Tuesday, 26 June, 2012
Group seminar LMU: Integrated transduction and coherent control of high Q nanomechanical systems
Tuesday, 26.06.2012 10:00 a.m. (s.t.) in H107, Fakultät für Physik, LMU
Eva Weig, LMU
Nanomechanical resonators, freely suspended bridges with nanoscale cross-sections, are receiving an increasing amount of attention both in fundamental experiments and sensing applications. In particular, pre-stressed silicon nitride is explored as a high Q material for nanomechanical systems (NEMS): As a consequence of the intrinsic tensile stress of the nitride film, room temperature quality factors of several 100,000 are observed in the 10 MHz eigenfrequency range.
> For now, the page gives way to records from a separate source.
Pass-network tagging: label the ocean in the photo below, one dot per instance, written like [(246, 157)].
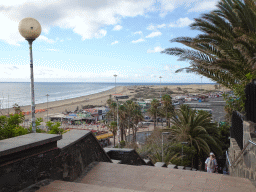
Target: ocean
[(19, 92)]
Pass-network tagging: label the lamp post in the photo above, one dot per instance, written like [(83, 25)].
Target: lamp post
[(163, 133), (201, 85), (115, 82), (30, 29), (117, 121), (182, 143), (160, 88), (47, 106)]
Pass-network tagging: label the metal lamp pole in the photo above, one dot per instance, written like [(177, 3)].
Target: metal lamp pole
[(115, 82), (201, 85), (118, 130), (182, 150), (30, 29), (163, 133), (47, 106), (160, 87)]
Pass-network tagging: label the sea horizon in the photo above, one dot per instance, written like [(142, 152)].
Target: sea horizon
[(19, 92)]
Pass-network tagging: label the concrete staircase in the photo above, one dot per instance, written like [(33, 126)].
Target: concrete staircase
[(120, 177)]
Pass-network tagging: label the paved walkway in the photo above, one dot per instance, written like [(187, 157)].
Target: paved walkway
[(118, 177)]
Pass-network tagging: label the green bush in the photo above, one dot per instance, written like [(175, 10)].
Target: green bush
[(9, 126), (122, 144)]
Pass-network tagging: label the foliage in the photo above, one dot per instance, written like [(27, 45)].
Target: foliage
[(17, 109), (225, 50), (10, 126), (122, 144), (197, 129), (113, 128), (189, 153), (54, 127), (37, 124)]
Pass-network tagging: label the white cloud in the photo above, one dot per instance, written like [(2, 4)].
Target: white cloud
[(85, 18), (43, 38), (154, 27), (138, 32), (154, 34), (181, 22), (167, 6), (115, 42), (203, 6), (52, 49), (155, 50), (151, 27), (101, 33), (117, 28), (139, 40)]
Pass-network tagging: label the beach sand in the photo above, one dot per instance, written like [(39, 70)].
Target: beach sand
[(99, 99)]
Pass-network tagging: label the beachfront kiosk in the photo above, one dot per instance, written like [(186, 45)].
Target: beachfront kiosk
[(118, 130), (30, 29)]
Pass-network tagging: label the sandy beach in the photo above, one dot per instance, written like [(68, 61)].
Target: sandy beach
[(99, 99)]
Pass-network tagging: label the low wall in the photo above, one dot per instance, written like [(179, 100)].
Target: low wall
[(66, 161), (125, 155), (245, 166)]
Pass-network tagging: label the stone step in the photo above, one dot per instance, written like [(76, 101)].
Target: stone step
[(64, 186), (149, 178)]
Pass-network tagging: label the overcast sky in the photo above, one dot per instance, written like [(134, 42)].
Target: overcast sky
[(90, 41)]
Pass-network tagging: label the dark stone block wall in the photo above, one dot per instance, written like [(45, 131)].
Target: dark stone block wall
[(73, 160), (245, 166), (19, 174), (129, 156), (74, 152)]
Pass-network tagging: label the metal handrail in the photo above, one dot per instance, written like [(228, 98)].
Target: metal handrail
[(252, 142), (242, 151), (228, 159)]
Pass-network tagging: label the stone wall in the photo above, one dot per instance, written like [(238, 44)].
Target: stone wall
[(245, 166), (74, 152), (19, 174), (125, 155), (75, 157)]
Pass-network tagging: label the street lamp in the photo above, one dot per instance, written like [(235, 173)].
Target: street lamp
[(182, 143), (117, 121), (163, 133), (160, 88), (115, 82), (201, 85), (30, 29), (47, 106)]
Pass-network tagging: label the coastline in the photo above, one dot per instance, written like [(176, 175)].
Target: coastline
[(100, 98)]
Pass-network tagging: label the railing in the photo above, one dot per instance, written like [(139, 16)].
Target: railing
[(249, 142), (236, 130)]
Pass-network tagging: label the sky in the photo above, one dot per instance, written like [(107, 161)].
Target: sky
[(91, 40)]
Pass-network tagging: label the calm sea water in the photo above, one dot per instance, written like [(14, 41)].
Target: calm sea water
[(11, 93)]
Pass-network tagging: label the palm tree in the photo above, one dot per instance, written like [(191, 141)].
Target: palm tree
[(122, 120), (225, 52), (129, 106), (153, 110), (136, 117), (113, 128), (167, 107), (196, 129)]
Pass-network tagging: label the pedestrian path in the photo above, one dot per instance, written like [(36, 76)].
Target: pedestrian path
[(119, 177)]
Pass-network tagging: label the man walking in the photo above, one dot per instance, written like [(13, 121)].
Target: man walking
[(211, 163)]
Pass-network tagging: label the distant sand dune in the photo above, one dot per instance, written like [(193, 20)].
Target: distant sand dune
[(101, 98)]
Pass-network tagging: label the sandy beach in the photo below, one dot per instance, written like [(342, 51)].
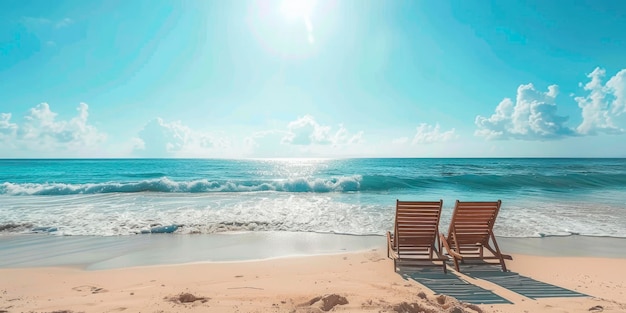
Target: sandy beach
[(360, 279)]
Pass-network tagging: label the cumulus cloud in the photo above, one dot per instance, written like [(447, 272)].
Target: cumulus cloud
[(431, 134), (42, 132), (531, 117), (533, 114), (604, 103), (306, 131), (159, 138)]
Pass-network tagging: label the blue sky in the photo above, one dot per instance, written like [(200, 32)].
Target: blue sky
[(290, 78)]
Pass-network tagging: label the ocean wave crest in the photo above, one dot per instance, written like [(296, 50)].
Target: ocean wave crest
[(317, 185)]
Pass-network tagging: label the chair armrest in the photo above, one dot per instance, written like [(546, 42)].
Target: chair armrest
[(451, 252)]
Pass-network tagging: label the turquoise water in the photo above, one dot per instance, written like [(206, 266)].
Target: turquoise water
[(541, 197)]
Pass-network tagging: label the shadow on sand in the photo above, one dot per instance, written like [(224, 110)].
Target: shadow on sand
[(452, 285), (517, 283)]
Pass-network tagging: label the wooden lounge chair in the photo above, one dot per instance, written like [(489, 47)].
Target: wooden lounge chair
[(415, 234), (471, 232)]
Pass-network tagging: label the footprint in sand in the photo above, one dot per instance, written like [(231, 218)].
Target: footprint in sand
[(90, 289)]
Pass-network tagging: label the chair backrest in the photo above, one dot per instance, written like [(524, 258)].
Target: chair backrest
[(472, 222), (417, 223)]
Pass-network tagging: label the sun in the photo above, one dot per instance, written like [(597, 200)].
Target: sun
[(295, 9)]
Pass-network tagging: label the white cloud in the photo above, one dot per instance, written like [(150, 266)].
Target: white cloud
[(598, 111), (159, 138), (306, 131), (427, 134), (42, 134), (532, 117)]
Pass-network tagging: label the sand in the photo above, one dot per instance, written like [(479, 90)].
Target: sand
[(356, 281)]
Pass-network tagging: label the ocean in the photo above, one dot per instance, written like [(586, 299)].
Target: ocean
[(112, 197)]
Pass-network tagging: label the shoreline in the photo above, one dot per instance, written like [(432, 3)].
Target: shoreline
[(99, 253), (131, 274)]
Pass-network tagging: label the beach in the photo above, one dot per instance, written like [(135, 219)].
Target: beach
[(345, 274)]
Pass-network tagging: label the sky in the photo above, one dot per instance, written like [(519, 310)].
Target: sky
[(312, 78)]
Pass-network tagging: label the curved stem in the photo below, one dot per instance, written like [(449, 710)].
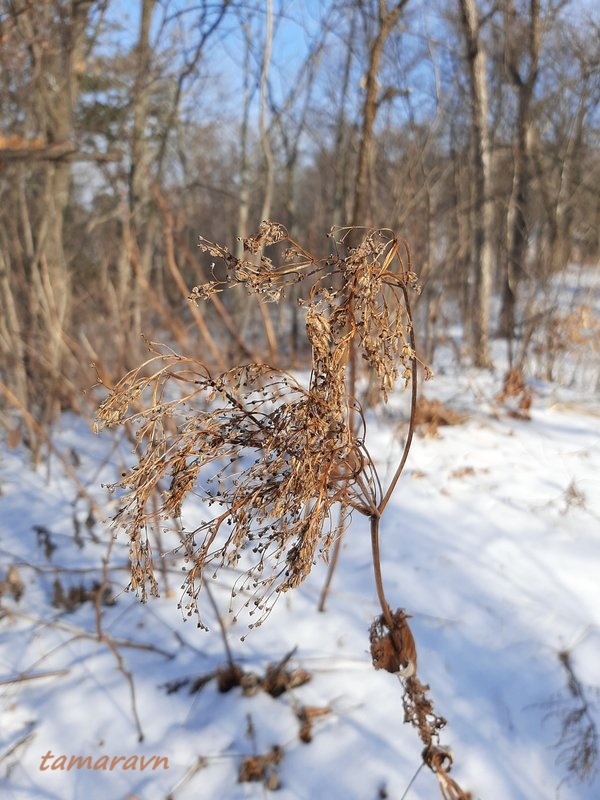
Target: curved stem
[(413, 410), (385, 608)]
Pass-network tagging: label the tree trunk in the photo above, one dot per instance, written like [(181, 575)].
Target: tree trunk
[(517, 228), (481, 210)]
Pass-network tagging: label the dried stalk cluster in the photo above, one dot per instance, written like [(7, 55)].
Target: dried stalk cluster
[(271, 457)]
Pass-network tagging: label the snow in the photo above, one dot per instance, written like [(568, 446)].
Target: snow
[(490, 542)]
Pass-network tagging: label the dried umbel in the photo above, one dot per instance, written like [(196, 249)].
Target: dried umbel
[(272, 459), (269, 456)]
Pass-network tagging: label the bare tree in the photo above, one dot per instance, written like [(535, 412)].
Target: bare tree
[(522, 67), (387, 18), (481, 209)]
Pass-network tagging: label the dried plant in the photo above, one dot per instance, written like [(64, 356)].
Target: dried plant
[(272, 457), (579, 743)]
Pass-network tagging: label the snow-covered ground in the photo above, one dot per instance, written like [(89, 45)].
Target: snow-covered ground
[(491, 542)]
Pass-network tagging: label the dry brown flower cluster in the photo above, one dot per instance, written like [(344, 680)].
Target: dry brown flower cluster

To take advantage of the large quality factor, non-dissipative transduction and manipulation schemes have to be developed which do not introduce extra damping.
We employ optically or electrically induced gradient forces to implement dielectric transduction as an efficient way to actuate and probe high Q nanomechanical resonators and to control the resonator eigenfrequency. The displacement sensitivity can be enhanced considerably by taking advantage of near-field coupling to a cavity, which, at the same time allows to benefit from back-action induced dynamics, enabling to cool the Brownian motion or to initiate cavity-pumped self-oscillation. For example, a realization of such a hybrid nanomechanical system incorporating a room temperature microwave cavity offers a plug and play solution for all-integrated transduction, and can be employed to probe the dynamics of two strongly coupled resonator modes.